A cat had been hanging around the yard for the past two weeks. I didn't pay much attention except to shoo it away from the bird feeder. Then someone noticed that it was really sick and acting odd. A friend picked it up and put it in an old crate where it calmed down. But it was still a very sick kitty with labored breathing and no control over its body. After much consultation, my partner took it to the animal shelter. When the warden picked up the cat, it went ballistic. It scratched her in the process. She got the cat in the cage and announced that: this is what rabies looks like. She also said she gets rabies vaccinations to protect her and made sure no one else had been bitten or scratched.

I couldn't sleep that night. I obsessed over: who might have had contact with the cat, what if they came into contact with the virus, what if a stranger or child played with the cat and didn't know it was sick, could someone I know get rabies, could I. This went on for hours. I looked up information on the internet, rolled up in a fetal position, grew restless and itchy, and tried practicing whatever relaxation methods I could think of. Finally at 4:30 a.m., I grew tired enough to relax and sleep.

It has been years since I had experienced this kind of fearful obsession.

When I was a kid, I can remember reading about a cholera outbreak in Peru killing people. We farmed and I knew hog cholera was deadly to pigs. I was convinced that death was coming to the U.S. I grew fearful, my teeth chattered, and I shivered with chills.

When each of my children was an infant, I re-experienced a sense of vulnerability and panic as I felt overwhelmed by the responsibility of caring for these new lives. Nuclear war, the long-term impact of a chemical culture on their new bodies, and the population explosion around the world with its environmental stressors were all fuel for the fretting. After the birth of my second daughter, I found a practitioner who taught me relaxation techniques and ways of lightening up.

My own meditation practice has strengthened over the years.
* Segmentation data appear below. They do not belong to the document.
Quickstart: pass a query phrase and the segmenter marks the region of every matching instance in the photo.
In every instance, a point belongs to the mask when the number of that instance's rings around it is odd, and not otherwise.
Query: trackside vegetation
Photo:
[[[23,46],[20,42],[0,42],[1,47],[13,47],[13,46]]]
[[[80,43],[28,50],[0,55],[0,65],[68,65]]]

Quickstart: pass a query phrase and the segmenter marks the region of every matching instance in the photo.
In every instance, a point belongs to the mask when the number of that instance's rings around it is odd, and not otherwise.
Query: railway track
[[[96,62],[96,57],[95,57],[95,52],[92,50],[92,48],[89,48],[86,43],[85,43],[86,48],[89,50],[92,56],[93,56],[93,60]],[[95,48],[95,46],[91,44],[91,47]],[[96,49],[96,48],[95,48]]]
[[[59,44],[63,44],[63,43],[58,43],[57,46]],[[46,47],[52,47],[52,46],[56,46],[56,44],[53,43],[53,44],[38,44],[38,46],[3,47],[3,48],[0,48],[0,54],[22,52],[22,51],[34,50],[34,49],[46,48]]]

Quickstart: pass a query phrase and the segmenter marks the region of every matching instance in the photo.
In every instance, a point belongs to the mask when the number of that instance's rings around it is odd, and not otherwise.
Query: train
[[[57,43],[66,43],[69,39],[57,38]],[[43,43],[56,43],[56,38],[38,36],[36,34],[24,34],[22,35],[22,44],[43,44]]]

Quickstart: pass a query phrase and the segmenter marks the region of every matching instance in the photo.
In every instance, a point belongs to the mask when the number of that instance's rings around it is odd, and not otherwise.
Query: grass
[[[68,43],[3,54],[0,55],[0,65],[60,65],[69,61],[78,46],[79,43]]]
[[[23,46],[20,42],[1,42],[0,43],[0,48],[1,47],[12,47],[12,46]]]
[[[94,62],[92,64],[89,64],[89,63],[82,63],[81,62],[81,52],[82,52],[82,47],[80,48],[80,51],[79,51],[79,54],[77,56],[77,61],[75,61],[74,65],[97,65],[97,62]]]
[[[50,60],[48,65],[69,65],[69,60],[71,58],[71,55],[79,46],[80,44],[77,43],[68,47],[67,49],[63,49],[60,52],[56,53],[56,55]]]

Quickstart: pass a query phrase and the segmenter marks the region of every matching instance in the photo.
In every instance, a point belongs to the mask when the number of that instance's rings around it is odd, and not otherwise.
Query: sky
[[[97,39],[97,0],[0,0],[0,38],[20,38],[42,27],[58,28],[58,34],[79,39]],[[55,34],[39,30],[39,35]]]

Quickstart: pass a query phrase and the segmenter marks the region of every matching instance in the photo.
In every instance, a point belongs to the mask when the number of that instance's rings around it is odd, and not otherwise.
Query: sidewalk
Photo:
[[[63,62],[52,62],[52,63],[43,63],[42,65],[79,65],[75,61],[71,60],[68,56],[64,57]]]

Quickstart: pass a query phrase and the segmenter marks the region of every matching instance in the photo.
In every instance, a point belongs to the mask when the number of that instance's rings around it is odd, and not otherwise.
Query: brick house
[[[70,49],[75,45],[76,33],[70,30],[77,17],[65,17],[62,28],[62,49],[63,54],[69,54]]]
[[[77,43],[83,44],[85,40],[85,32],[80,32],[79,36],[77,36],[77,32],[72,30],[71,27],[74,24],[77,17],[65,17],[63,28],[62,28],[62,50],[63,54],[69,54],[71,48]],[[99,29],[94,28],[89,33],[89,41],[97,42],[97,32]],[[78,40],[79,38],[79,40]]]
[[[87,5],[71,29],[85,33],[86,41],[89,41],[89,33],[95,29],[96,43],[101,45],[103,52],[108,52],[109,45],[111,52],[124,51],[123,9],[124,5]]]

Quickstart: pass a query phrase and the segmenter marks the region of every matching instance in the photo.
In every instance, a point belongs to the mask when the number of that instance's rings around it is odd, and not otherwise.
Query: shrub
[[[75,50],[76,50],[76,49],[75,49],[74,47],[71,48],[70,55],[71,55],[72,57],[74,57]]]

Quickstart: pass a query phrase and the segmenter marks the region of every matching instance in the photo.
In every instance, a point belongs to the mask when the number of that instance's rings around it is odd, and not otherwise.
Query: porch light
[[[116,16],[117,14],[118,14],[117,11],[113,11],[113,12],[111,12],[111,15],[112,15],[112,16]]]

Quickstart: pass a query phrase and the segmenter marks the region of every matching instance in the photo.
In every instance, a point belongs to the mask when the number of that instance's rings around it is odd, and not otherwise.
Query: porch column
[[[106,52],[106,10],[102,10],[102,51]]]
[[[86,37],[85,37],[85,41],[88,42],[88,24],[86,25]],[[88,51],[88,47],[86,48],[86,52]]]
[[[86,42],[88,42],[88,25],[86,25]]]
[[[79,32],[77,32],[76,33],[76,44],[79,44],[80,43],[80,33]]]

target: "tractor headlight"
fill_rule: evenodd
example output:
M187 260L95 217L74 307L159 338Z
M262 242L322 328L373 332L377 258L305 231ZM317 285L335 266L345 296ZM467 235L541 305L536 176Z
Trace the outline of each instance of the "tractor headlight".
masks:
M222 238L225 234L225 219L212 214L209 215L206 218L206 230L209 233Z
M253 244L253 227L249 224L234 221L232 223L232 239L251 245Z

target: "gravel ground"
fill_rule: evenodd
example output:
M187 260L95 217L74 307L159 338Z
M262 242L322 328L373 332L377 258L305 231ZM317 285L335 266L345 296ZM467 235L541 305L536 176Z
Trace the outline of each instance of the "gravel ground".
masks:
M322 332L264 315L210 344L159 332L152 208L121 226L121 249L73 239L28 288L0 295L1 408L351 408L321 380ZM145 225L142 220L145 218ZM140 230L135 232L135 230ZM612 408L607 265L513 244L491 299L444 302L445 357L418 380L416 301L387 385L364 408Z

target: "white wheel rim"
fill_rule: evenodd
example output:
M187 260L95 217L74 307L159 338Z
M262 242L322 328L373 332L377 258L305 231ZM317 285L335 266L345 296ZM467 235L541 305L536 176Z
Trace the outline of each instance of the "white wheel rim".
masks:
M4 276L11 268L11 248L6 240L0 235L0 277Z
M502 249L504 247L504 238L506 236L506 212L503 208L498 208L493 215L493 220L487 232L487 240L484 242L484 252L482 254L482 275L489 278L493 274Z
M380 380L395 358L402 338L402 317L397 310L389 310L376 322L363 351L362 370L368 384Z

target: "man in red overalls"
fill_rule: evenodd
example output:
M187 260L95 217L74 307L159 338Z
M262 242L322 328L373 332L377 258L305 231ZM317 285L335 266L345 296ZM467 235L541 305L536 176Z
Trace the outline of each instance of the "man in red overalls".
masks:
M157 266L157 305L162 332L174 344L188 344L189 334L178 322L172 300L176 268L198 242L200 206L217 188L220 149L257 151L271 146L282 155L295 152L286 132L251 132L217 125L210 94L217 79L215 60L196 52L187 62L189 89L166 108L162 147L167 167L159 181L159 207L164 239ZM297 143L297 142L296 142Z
But it hasn't stopped me from becoming afraid or fearful. It has lessened these episodes, shortened their duration, and been used to help me awaken to the connection to all living beings. Meditation is not an excuse to ignore reality, as much as, an opportunity to drop delusions and see the truth of the matter.
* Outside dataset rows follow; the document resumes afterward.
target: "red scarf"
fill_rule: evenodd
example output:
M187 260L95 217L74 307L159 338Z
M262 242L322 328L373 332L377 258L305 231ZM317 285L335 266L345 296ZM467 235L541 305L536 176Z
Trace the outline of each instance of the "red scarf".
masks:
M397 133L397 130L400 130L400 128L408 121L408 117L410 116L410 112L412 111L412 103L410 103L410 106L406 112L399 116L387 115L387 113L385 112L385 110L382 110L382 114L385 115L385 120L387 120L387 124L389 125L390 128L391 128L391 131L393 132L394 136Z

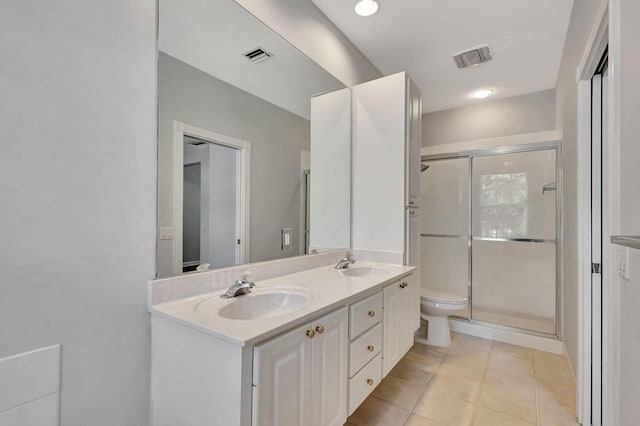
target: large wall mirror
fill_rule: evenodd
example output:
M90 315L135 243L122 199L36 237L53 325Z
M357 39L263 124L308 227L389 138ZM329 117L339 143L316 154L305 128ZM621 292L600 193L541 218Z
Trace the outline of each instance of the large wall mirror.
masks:
M158 276L308 253L310 99L344 85L233 0L159 16Z

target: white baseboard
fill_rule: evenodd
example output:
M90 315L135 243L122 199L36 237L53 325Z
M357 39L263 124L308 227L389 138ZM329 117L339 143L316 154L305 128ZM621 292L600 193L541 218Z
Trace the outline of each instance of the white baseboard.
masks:
M518 333L517 331L502 330L482 324L473 324L466 321L451 319L449 320L449 326L451 327L451 331L456 333L468 334L470 336L496 340L498 342L509 343L512 345L525 346L539 351L552 352L560 355L566 354L564 343L555 338L533 336L530 334Z

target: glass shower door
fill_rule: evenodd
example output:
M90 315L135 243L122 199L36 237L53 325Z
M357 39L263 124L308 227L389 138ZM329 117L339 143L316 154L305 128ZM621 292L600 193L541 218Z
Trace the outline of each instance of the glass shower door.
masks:
M423 162L420 179L422 286L460 296L469 293L469 164ZM468 308L457 315L468 318Z
M474 320L556 334L556 150L472 159Z

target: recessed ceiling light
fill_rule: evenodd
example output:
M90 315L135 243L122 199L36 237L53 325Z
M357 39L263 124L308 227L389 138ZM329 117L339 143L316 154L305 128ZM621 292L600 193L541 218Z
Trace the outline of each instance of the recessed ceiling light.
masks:
M473 96L476 99L488 98L491 95L493 95L493 89L480 89L480 90L476 90L471 94L471 96Z
M376 0L359 0L356 3L356 13L360 16L371 16L378 11Z

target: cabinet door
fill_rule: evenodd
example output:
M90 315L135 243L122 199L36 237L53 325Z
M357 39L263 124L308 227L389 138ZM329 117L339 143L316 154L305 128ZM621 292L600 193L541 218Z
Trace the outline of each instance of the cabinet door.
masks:
M341 426L347 421L347 312L345 307L313 322L312 425Z
M382 320L382 377L400 361L400 283L393 283L382 290L384 317Z
M418 87L407 78L405 205L420 207L420 148L422 138L422 97Z
M254 348L253 426L309 424L312 339L308 330L311 324Z
M420 327L420 282L415 273L402 280L400 286L400 357L413 346Z

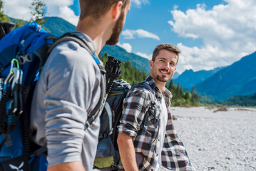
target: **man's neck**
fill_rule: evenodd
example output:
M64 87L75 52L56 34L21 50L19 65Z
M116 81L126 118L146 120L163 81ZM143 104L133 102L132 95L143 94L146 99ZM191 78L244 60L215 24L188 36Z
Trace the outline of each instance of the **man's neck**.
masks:
M154 81L155 81L155 83L156 86L158 86L158 88L159 88L159 90L162 93L163 90L163 88L165 88L165 83L161 82L161 81L156 81L155 79L154 79Z
M90 21L90 19L84 19L78 21L76 31L82 32L88 36L93 41L96 54L98 55L103 47L105 46L106 41L109 38L109 33L104 28L107 26L104 24L95 24ZM108 29L109 30L109 29Z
In the early morning internet search, I learned that Americans rarely die from rabies because we immunize our pets and we treat scratched or bitten people to prevent the full-blown onset of rabies. Our brothers and sisters around the world are not so lucky. The World Health Organization estimates that 50,000 people a year die from this untreatable, painful, and frightening disease - mostly in Asian countries.

Buddhism isn't going to stop rabies. But sharing our wealth and resources with others, in much the same way as other benefactors like Bill Gates or Jimmie Carter, who use their power and money to help eradicate or treat illnesses is a universal value of compassion that enhances the lives of all.

I am grateful for a public health focus on preventing rabies on my own country. I just wish this was available to all humans and mammals susceptible to the rabies virus.

My own practice of meditation has awakened me to an expanded awareness of health. Peace to all sentient beings, may they be free from suffering and the roots of suffering, in this life - just as it is.